Vente aux enchères d’objets nazis à Lyon, le parquet saisi par le Crif

Publié le par Le Point par Aziz Zemouri

Le 16 février, un commissaire-priseur doit mettre en vente des casques, dagues avec emblèmes nazis et masques à gaz datant des années 1930.

Le Crif s'oppose à la vente d'objets nazis à Lyon (Photo d'illustration). © NICK VEASEY/SCIENCE PHOTO LIBRAR / NVY / Science Photo Library via AFP

Le Crif s'oppose à la vente d'objets nazis à Lyon (Photo d'illustration). © NICK VEASEY/SCIENCE PHOTO LIBRAR / NVY / Science Photo Library via AFP

Une vente aux enchères d'objets ayant appartenu à des nazis doit être organisée par l'étude d'un commissaire-priseur lyonnais le 16 février.
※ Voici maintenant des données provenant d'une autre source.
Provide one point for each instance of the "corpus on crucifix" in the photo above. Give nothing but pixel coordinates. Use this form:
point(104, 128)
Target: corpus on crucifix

Selon le Crif qui a saisi le parquet de Lyon, par l'intermédiaire de son avocat David-Olivier Kaminski, sur 216 lots mis en vente, « 22 objets font purement et simplement l'apologie de crimes contre l'humanité ».

Des casques de la Luftwaffe, l'armée de l'air nazi, une dague fasciste avec son fourreau, un insigne de police de Vichy, un masque à gaz allemand de la Seconde Guerre mondiale « en très bon état, le chiffon est encore à l'intérieur » avec les poinçons du IIIe Reich, un lot comprenant des chants allemands, trois fascicules de chants allemands période Seconde Guerre mondiale et un journal illustré de Berlin daté août 1943, le tout en bon état.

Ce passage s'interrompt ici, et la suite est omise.